Considerate Cenerentole del Tv system, le emittenti locali, nel bene e nel male, si rappresentano come presidi di attenzione a tutto campo e politicamente neutrali per quanto accade nell’intero territorio nazionale. Fanno eccezione, a causa di dipendenza coatta, quelle sostenute economicamente dai colossi del network, che inseriscono nei loro contratti pubblicitari il via libera per smistare parte degli spot a televisioni regionali e cittadine in cambio di totale condivisione della matrice politica dei ‘benefattori. Un clic incontrollato sui tasti del telecomando ha indotto a interesse. Canale 9, omonimo, ma ben altro rispetto al ‘9’ che accoglie il meglio degli esuli dalla Rai, ha trasmesso un esemplare racconto su Napoli, città delle meraviglie e del disagio, con un filo conduttore di forte coinvolgimento. Strada per strada, vico per vico, luci e ombre della città sono apparse nella dimensione neorealistica del buon cinema, di risposte schiette, espressione di genuina napoletanità di uomini e donne d’ogni età, di ogni status sociale, a domande non prevaricanti dell’intervistatore.  L’esito: un’analisi per nulla superficiale, priva di banalità e folklore, come solo osservatori napoletani sono abilitati a delineare. I precedenti: una mediocre lettura del bravissimo Augias, in quella circostanza di estraneo che ha osservato Napoli nel breve volgere di un fine settimana e la sontuosa rappresentazione di Alberto Angela, ma senza entrare nell’anima, nelle passioni, nelle gioie e dolori della città. L’operazione di Canale9 è stata un’introspezione-verità nell’intimo di un popolo che vive intensamente la Napoli pulsante di miserie e nobiltà. Ha sollecitato risposte delle big televisive, non superficiali, alla domanda sulla rappresentazione dominante di quanto accade nelle città, sulla loro carente e discriminante narrazione, interessata per decenni solo a limiti e difetti di capitale del Sud.

Di che meravigliarsi se Napoli, leader mondiale della pizza, trova sconveniente l’incursione aggressiva di Briatore, che snatura il ruolo storico della ‘margherita’, raddoppia il suo costo popolare, seleziona culturalmente il personale e quasi chiede al personale di sala un master in ristorazione…Di che stupirsi se circola porta a porta l’idea di boicottare l’iniziativa della  pizza di lusso, così lontana dalla tradizione popolare, dalla generosità  della ‘pizza sospesa’ per chi non se la può permettere?

Estemporaneo partenopeo è anche il nigeriano, fenomeno del pallone, Victor Osimhen. Napoli lo accoglie come un figlio, gli riserva calore, stima, empatia.
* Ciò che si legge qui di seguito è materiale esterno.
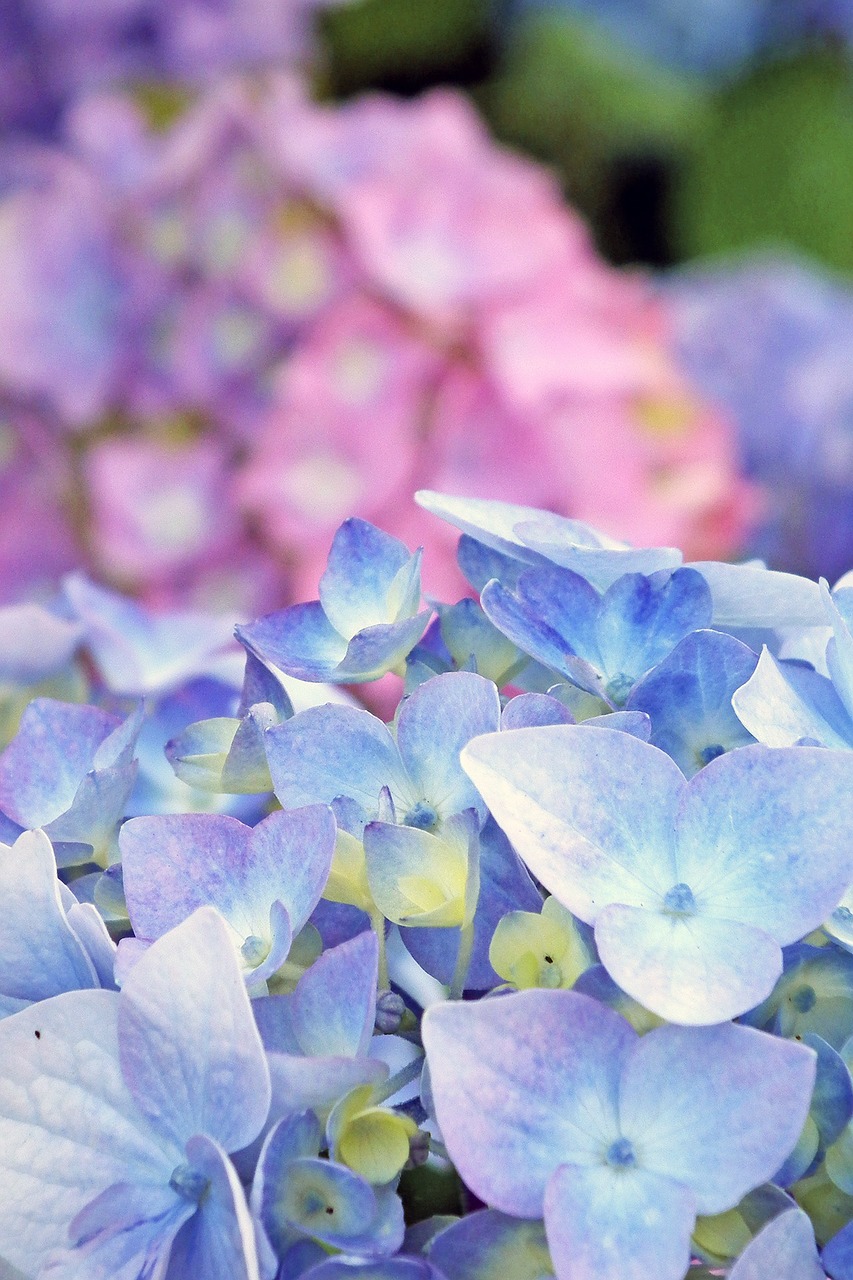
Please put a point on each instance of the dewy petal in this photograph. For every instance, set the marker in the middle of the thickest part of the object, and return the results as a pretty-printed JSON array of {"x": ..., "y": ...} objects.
[
  {"x": 69, "y": 1127},
  {"x": 783, "y": 703},
  {"x": 489, "y": 522},
  {"x": 218, "y": 1242},
  {"x": 333, "y": 1006},
  {"x": 783, "y": 1248},
  {"x": 363, "y": 563},
  {"x": 614, "y": 1224},
  {"x": 642, "y": 618},
  {"x": 124, "y": 1233},
  {"x": 751, "y": 595},
  {"x": 589, "y": 810},
  {"x": 717, "y": 1107},
  {"x": 688, "y": 698},
  {"x": 328, "y": 752},
  {"x": 765, "y": 837},
  {"x": 176, "y": 863},
  {"x": 434, "y": 725},
  {"x": 40, "y": 954},
  {"x": 488, "y": 1244},
  {"x": 190, "y": 1048},
  {"x": 45, "y": 763},
  {"x": 523, "y": 1084},
  {"x": 694, "y": 970},
  {"x": 379, "y": 649},
  {"x": 299, "y": 640}
]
In azzurro merita sicuramente un dieci e lode, ma irriconoscente per quanto la città gli ha dato, forse per giovanile immaturità, annuncia l’addio. Mentre si dipana a stento la matassa dell’esodo, con scelte da ragazzo viziato sembra dicono che si goda i milioni di calciatore strapagato in discoteca. Caso bis di Maradona, genio del calcio gestito malissimo dal suo molto discutibile entourage? Ovvero, chi ha cura della maturità di Osimhen? Dubbio amletico. Meglio trattenerlo a Napoli o agevolarne l’addio?

Che dire dello studio in maniche di camicia della redazione sportiva Ski?

Ha ispirato il mini show televisivo di una battaglia navale al tempo dei pirati e sulle vele ha stampato solo i loghi di Inter, Milan e Juventus. Ha travestito il garbato Costacurta da paludato uomo di mare, che osserva l’orizzonte con un ridicolo cannocchiale. Il calcio, definito con enfasi “Il più grande spettacolo del mondo’, da tempo in Italia ha messo in atto l’autonomia differenziata della destra e il calcio, in una sua quota purtroppo consistente, conferma di essere al servizio del potere discrimina il Napoli ed esibisce il suo lato leghista.